Scenario - Self-linking Error

When installing an Enterprise Cluster, you may encounter an error stating that the enterprise cluster is unable to self-link. Self-linking is the process of Palette or VerteX becoming aware of the Kubernetes cluster it is installed on. This error may occur if the self-hosted pack registry specified in the installation is missing the Certificate Authority (CA). This issue can be resolved by adding the CA to the pack registry.

Debug Steps

  1. Log in to the pack registry server that you specified in the Palette or VerteX installation.

  2. Download the CA certificate from the pack registry server. Different OCI registries have different methods for downloading the CA certificate. For Harbor, check out the Download the Harbor Certificate guide.

  3. Log in to the system console. Refer to Access Palette system console or Access Vertex system console for additional guidance.

  4. From the left navigation menu, select Administration and click on the Pack Registries tab.

  5. Click on the three-dot Menu icon for the pack registry that you specified in the installation and select Edit.

  6. Click on the Upload file button and upload the CA certificate that you downloaded in step 2.

  7. Check the box Insecure Skip TLS Verify and click on Confirm.

    A pack registry configuration screen.

After a few moments, a system profile will be created and Palette or VerteX will be able to self-link successfully. If you continue to encounter issues, contact our support team by emailing support@spectrocloud.com so that we can provide you with further guidance.

Scenario - Enterprise Backup Stuck

In the scenario where an enterprise backup is stuck, a restart of the management pod may resolve the issue. Use the following steps to restart the management pod.

Debug Steps

  1. Open up a terminal session in an environment that has network access to the Kubernetes cluster. Refer to the Access Cluster with CLI for additional guidance.

  2. Identify the mgmt pod in the hubble-system namespace. Use the following command to list all pods in the hubble-system namespace and filter for the mgmt pod.

    kubectl get pods --namespace hubble-system | grep mgmt
    mgmt-f7f97f4fd-lds69                   1/1     Running   0             45m
  3. Restart the mgmt pod by deleting it. Use the following command to delete the mgmt pod. Replace <mgmt-pod-name> with the actual name of the mgmt pod that you identified in step 2.
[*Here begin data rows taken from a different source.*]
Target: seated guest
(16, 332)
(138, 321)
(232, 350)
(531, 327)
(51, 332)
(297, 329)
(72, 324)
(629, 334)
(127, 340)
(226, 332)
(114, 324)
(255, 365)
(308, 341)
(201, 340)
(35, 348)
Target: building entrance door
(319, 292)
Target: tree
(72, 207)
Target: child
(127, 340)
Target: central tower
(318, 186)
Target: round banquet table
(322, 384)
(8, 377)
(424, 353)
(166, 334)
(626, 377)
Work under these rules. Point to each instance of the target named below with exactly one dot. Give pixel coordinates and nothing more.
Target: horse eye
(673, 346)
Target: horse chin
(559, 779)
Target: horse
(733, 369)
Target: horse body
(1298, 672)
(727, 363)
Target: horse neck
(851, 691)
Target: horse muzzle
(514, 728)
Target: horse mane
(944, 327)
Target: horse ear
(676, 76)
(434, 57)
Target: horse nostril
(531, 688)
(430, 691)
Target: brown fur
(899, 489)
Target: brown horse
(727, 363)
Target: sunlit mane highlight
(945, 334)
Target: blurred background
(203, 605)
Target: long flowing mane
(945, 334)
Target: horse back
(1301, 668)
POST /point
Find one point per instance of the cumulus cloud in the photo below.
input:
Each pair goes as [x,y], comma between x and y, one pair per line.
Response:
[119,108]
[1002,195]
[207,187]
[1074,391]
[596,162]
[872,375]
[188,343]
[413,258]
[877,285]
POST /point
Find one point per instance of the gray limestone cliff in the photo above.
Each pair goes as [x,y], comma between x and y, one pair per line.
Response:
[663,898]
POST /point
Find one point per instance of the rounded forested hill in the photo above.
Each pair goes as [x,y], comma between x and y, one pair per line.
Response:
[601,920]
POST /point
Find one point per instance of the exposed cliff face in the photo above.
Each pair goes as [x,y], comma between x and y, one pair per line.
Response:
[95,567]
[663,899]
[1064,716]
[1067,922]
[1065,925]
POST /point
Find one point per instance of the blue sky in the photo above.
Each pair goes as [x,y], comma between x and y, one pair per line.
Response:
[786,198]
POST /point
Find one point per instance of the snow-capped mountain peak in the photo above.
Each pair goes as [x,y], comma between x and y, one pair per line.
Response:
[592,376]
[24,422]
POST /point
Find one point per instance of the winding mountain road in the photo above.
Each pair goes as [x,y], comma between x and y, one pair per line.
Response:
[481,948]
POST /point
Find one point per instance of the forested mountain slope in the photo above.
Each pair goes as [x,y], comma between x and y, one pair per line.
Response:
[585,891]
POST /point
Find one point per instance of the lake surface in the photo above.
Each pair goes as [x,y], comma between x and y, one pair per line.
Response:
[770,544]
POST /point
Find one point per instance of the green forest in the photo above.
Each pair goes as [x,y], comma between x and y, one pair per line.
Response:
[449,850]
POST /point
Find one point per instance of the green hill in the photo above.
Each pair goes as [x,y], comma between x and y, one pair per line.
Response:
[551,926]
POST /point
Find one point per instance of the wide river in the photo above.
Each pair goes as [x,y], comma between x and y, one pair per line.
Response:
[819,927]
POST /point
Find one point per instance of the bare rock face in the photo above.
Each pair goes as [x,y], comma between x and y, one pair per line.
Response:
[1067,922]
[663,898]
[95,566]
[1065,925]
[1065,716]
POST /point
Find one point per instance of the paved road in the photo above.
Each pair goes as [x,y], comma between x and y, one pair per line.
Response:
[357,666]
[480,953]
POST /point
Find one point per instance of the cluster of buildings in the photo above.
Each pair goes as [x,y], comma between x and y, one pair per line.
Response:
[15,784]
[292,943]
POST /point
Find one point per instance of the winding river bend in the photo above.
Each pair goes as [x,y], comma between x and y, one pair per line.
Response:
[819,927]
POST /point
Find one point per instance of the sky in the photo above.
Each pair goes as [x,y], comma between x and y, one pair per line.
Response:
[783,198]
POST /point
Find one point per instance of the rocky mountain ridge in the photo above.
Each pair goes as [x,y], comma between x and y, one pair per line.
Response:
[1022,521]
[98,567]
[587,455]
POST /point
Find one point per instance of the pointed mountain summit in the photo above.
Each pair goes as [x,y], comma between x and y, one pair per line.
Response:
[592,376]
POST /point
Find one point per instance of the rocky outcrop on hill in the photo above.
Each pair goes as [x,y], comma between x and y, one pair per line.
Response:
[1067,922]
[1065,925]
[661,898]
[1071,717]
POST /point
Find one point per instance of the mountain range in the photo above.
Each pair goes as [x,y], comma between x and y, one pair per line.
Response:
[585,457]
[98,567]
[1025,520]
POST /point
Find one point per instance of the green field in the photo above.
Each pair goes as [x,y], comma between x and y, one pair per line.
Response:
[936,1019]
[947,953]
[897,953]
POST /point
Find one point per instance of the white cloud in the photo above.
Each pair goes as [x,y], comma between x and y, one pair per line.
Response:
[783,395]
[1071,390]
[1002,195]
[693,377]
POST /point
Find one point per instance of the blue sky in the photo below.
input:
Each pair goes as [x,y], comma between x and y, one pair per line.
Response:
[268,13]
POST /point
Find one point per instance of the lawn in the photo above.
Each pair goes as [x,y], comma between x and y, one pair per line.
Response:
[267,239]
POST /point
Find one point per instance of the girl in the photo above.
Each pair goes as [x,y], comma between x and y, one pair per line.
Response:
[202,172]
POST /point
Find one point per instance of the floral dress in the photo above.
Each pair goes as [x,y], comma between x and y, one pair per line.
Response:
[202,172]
    kubectl delete pod <mgmt-pod-name> --namespace hubble-system
    pod "mgmt-f7f97f4fd-lds69" deleted

Non-unique vSphere CNS Mapping

In Palette and VerteX releases 4.4.8 and earlier, Persistent Volume Claims (PVCs) metadata do not use a unique identifier for self-hosted Palette clusters. This causes incorrect Cloud Native Storage (CNS) mappings in vSphere, potentially leading to issues during node operations and upgrades.

This issue is resolved in Palette and VerteX releases starting with 4.4.14. However, upgrading to 4.4.14 will not automatically resolve this issue. If you have self-hosted instances of Palette in your vSphere environment older than 4.4.14, you should execute the following utility script manually to make the CNS mapping unique for the associated PVC.

Debug Steps

  1. Ensure your machine has network access to your self-hosted Palette instance with kubectl. Alternatively, establish an SSH connection to a machine where you can access your self-hosted Palette instance with kubectl.

  2. Log in to your self-hosted Palette instance System Console.

  3. In the Main Menu, click Enterprise Cluster.

  4. In the cluster details page, scroll down to the Kubernetes Config File field and download the kubeconfig file.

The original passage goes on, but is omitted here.